On the sheet he wrote To the kind attention of the Dean.
29
Fabio was waiting for her by the front door, with the lights of the landing, the door, and the sitting room all on. As he took the plastic bag with the tub of ice cream from her hands, he linked his fingers with hers and kissed her on one cheek, as if it were the most natural thing in the world. He said that dress really suits you and he meant it, and then he went back to the stove to get on with cooking dinner, but without taking his eyes off her.
From the stereo came music that Alice didn't recognize, but it wasn't there to be listened to, just to complete a perfect scenario; there was nothing casual about it. Two candles were lit, the wine was already open, and the table was tidily set for two, with the blades of the knives turned inward, which meant that the guest was welcome, as her mother had taught her when she was little. There was a white tablecloth with no wrinkles and the napkins were folded into triangles with the edges perfectly aligned.

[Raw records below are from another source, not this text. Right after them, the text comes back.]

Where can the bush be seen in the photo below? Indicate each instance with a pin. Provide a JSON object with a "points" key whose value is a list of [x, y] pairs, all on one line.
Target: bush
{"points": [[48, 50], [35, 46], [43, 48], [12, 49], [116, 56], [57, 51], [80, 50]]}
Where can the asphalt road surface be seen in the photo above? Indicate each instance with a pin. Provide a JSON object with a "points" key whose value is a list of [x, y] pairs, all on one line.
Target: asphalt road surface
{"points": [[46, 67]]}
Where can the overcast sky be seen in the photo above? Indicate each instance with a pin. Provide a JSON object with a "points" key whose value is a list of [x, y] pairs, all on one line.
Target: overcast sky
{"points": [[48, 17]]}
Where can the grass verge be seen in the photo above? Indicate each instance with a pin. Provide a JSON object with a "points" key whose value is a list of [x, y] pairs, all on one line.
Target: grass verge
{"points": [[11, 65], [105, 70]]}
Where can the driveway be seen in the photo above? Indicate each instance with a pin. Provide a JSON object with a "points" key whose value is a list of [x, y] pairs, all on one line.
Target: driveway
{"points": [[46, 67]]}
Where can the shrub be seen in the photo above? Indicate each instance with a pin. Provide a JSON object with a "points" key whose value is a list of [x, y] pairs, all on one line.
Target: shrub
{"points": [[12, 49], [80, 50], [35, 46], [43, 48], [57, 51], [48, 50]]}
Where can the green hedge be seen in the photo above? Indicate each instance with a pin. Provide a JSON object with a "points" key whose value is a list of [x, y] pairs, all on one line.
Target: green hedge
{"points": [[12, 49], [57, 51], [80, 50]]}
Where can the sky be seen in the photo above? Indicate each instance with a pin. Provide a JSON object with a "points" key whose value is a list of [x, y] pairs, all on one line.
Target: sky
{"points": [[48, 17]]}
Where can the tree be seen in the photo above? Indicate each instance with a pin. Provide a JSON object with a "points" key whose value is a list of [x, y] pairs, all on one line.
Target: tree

Alice sat down at the table and counted the empty plates stacked on top of one another to work out how much there would be to eat. That evening, before leaving the house, she had spent a long time locked in the bathroom staring at the towels that Soledad changed every Friday. In the marbled-topped chest of drawers she had found her mother's makeup and used it. She had made herself up in the semidarkness, and before running the lipstick over her lips, she had sniffed the tip. The smell hadn't reminded her of anything.
She had allowed herself the ritual of trying on four different dresses, even though it was obvious from the outset, if not from the previous day, that she had already decided on the one she had worn to the Ronconi boy's confirmation, the one that her father had said was the most inappropriate because it left her back uncovered to below the ribs and her arms completely bare.